1) Pasceri Dog Trainers has a July 31 fiscal year end and uses a perpetual inventory system with the earnings approach. An alphabetical list of its account balances at December 31, 2021, follows. All accounts have normal balances.

A. Pasceri capital

$156,500

Interest payable

$575

A. Pasceri drawings

29,600

Interest revenue

3,000

Accounts payable

7,600

Merchandise inventory

41,250

Accounts receivable

38,900

Note payable

46,000

Accumulated depreciationequipment

33,400

Notes receivable

75,000

Cash

30,875

Rent expense

62,000

Cost of goods sold

247,500

Salaries expense

45,000

Depreciation expense

8,350

Sales

450,000

Equipment

83,500

Sales discounts

4,500

Freight out

6,055

Sales returns and allowances

11,250

Insurance expense

3,195

Unearned revenue

4,800

Interest expense

2,300

Utilities expense

12,600

Additional information:

  1. All adjustments have been recorded and posted except for the inventory adjustment.

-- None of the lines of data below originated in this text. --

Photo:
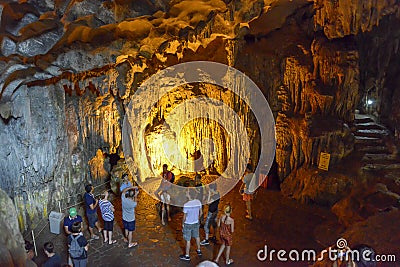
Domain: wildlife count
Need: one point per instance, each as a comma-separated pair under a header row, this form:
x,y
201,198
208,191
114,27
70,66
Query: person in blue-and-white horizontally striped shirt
x,y
107,212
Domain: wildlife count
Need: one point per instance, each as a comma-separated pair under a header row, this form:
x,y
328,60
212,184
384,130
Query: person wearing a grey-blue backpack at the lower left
x,y
78,246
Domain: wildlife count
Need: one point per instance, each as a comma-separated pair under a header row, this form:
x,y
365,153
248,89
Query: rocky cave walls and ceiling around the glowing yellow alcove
x,y
75,107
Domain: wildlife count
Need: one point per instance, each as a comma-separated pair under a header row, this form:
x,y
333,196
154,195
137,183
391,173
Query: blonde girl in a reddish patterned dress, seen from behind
x,y
226,224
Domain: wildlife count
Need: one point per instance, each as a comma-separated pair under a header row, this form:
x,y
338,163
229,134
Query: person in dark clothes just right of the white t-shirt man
x,y
211,219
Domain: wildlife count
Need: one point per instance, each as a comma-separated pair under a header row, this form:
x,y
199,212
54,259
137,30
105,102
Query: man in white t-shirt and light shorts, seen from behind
x,y
190,223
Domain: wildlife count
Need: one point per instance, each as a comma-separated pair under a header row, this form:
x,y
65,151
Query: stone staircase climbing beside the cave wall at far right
x,y
376,145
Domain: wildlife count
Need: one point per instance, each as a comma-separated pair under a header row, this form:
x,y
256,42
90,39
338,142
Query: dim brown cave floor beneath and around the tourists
x,y
279,223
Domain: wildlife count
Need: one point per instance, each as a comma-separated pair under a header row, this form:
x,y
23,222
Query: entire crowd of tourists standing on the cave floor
x,y
193,218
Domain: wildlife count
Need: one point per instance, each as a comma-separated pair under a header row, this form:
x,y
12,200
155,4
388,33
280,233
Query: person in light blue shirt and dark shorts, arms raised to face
x,y
129,203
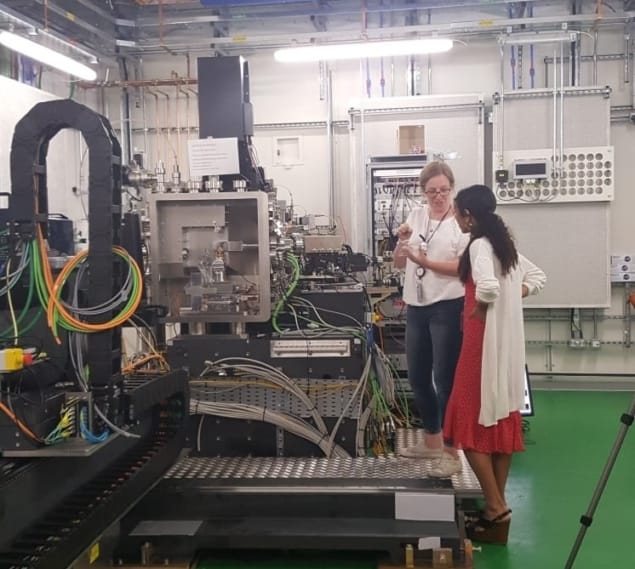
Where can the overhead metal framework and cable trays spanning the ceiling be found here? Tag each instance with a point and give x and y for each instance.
(138, 30)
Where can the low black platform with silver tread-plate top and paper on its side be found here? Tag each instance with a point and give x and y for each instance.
(361, 503)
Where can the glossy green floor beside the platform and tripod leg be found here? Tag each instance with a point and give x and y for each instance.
(551, 486)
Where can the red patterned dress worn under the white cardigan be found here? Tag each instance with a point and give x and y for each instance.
(461, 427)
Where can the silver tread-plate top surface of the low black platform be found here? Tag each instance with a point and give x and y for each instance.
(389, 472)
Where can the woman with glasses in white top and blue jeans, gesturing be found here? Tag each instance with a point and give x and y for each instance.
(430, 244)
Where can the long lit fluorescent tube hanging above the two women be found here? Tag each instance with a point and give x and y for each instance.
(362, 50)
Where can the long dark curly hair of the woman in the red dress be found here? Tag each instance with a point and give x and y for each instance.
(479, 201)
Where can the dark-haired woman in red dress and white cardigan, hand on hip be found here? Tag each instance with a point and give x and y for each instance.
(483, 414)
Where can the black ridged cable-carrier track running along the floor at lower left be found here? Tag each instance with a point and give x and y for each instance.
(108, 483)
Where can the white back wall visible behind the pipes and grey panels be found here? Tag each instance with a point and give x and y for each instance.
(285, 94)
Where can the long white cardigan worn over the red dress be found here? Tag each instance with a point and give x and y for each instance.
(503, 363)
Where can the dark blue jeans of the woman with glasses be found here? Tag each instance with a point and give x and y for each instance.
(433, 343)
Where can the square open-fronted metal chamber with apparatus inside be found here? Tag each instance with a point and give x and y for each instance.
(210, 256)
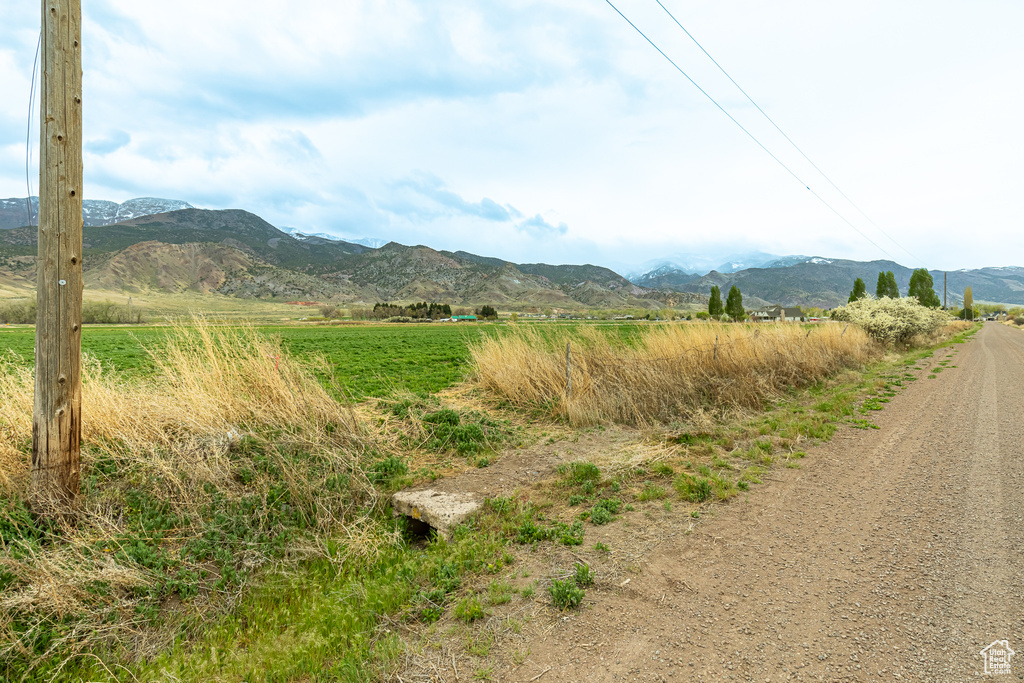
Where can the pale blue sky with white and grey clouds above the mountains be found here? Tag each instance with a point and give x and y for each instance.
(552, 132)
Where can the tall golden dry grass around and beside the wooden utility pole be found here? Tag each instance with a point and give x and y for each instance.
(214, 386)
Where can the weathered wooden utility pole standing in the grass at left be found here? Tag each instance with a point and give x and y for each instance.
(57, 421)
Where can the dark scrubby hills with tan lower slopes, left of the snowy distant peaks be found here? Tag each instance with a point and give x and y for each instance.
(239, 254)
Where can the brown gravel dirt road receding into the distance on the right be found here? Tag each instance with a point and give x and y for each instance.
(894, 554)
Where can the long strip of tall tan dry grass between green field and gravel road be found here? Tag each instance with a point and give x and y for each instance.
(667, 372)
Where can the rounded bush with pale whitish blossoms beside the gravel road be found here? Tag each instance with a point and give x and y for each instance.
(892, 322)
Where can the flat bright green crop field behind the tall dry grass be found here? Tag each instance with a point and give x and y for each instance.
(366, 360)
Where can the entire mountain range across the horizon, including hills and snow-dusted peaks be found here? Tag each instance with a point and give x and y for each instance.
(169, 246)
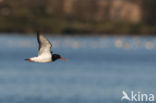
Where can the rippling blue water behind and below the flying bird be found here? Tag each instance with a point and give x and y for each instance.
(97, 71)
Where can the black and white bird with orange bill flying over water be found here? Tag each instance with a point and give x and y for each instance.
(44, 52)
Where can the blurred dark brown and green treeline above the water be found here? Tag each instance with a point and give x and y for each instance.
(78, 16)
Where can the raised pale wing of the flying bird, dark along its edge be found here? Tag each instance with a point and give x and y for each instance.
(44, 45)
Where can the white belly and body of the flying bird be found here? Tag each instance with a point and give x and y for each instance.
(44, 58)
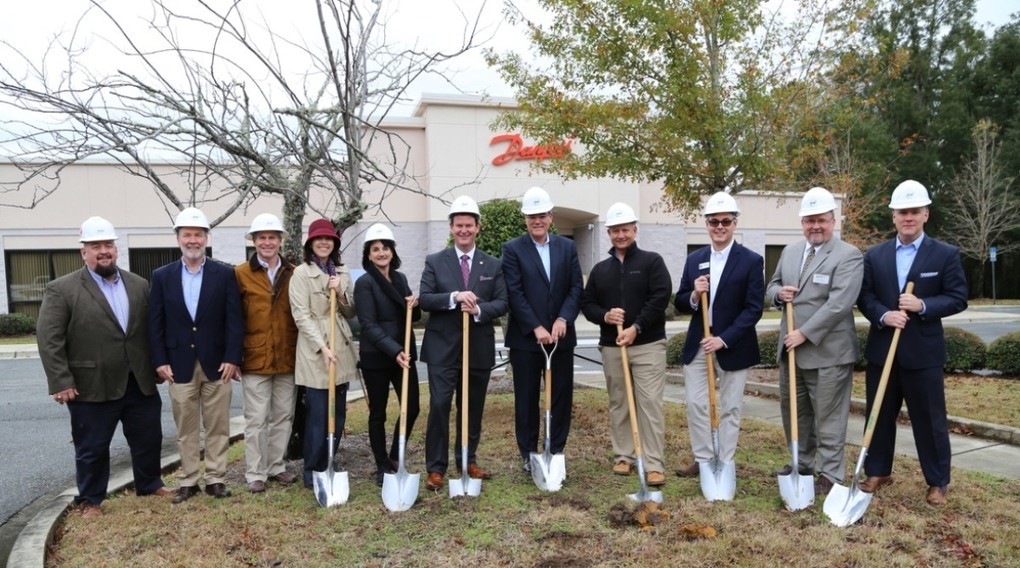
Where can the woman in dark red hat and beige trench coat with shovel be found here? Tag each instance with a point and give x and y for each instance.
(311, 286)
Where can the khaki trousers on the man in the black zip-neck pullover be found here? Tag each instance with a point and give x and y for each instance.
(648, 372)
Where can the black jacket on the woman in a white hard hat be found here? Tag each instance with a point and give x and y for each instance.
(382, 314)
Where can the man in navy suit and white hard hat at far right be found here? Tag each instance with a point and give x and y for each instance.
(916, 377)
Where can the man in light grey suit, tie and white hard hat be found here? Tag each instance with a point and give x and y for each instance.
(822, 276)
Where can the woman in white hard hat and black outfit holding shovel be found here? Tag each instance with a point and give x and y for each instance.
(383, 297)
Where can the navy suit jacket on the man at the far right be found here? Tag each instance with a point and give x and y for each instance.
(939, 281)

According to the inventory count, the business has $40,000 of merchandise on hand.
  2. Last year Pasceri had a gross profit margin of 40% and a profit margin(on Net Income) of 10%.

Instructions

a.journalize any additional required adjusting entries and update the account balances.

b.Prepare multiple step income statement.

c.Calculate gross profit margin % and profit margin %. Compare with last year's margins and comment on the results. (Hint: You will have to calculate gross profit separately.)